I rated Lowe well enough to be an AB. Remember we were picking the likes of George Bridge above such players so theres no disputing a lot of bad decisions have been made by those last two coaches. Does a team like the ABs need a finicky winger who you have to adapt and change a lot of your style with to get benefit from? No, not really. But he still would have been a basic improvement on players like even Savea at the tail of his career, Bridge, and could even have converted into the answer of replacing Beauden at the back. Instead we persisted with NMS, Naholo, Havili, Reece, all players we would have cared even less about losing and all because Rieko had Lowe's number 11 jersey nailed down.
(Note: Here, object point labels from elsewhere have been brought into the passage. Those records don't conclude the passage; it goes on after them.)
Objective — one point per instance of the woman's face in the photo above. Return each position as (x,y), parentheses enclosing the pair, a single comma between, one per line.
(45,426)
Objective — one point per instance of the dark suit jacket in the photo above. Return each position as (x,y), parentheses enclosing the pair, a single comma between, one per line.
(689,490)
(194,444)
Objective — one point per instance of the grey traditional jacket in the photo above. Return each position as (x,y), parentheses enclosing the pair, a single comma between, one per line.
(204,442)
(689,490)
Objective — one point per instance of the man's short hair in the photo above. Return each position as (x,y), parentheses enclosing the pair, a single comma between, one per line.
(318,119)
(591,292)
He was of course only 23 when he decided to leave, it was back in the beggining of the period they had started retaining players (from 2018 onwards I think, they came out saying theyre going to be more aggressive at some point). So he might, all of them, only just missed out.


The main point that Ed made is that situations like Lowe's, Aki's, JGP's, aren't going to happen in future. That's a bit of a "NZ" only problem, because those players need to reach such a high standard to be chosen by the All Blacks, were as a country like Ireland wants them a lot earlier like that. This is basically the 'ready in 3 years' concept Ireland relied on, versus the '5 years and they've left' concept' were that player is now ready to be chosen by the All Blacks (given a contract to play Super, ala SBW, and hopefully Manu).
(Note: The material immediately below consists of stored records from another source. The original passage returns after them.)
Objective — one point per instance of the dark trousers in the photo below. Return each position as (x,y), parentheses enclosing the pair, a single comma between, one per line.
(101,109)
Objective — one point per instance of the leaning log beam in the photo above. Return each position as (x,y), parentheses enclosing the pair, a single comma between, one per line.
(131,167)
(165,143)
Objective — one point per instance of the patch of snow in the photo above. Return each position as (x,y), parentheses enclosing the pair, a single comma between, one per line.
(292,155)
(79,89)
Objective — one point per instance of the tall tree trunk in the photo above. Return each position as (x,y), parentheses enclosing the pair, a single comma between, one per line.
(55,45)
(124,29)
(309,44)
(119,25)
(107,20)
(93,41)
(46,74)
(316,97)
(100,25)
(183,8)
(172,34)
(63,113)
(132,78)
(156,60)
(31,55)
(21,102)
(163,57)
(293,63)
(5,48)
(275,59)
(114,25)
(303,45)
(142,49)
The 'mercenary' thing that will take longer to expire, and which I was referring to, is the grandparents rule. The new kids coming through now aren't going to have as many gp born overseas, so the amount of players that can leave with a prospect of International rugby offer are going to drop dramatically at some point. All these kiwi fellas playing for a PI, is going to stop sadly.


The new era problem that will replace those old concerns is now French and Japanese clubs (doing the same as NRL teams have done for decades by) picking kids out of school. The problem here is not so much a national identity one, than it is a farm system where 9 in 10 players are left with nothing. A stunted education and no support in a foreign country (well they'll get kicked out of those countries were they don't in Australia).


It's the same sort of situation were NZ would be the big guy, but there weren't many downsides with it. The only one I can think was brought up but a poster on this site, I can't recall who it was, but he seemed to know a lot of kids coming from the Islands weren't really given the capability to fly back home during school xms holidays etc. That is probably something that should be fixed by the union. Otherwise getting someone like Fakatava over here for his last year of school definitely results in NZ being able to pick the cherries off the top but it also allows that player to develop and be able to represent Tonga and under age and possibly even later in his career. Where as a kid being taken from NZ is arguably going to be worse off in every respect other than perhaps money. Not going to develop as a person, not going to develop as a player as much, so I have a lotof sympathy for NZs case that I don't include them in that group but I certainly see where you're coming from and it encourages other countries to think they can do the same while not realising they're making a much worse experience/situation.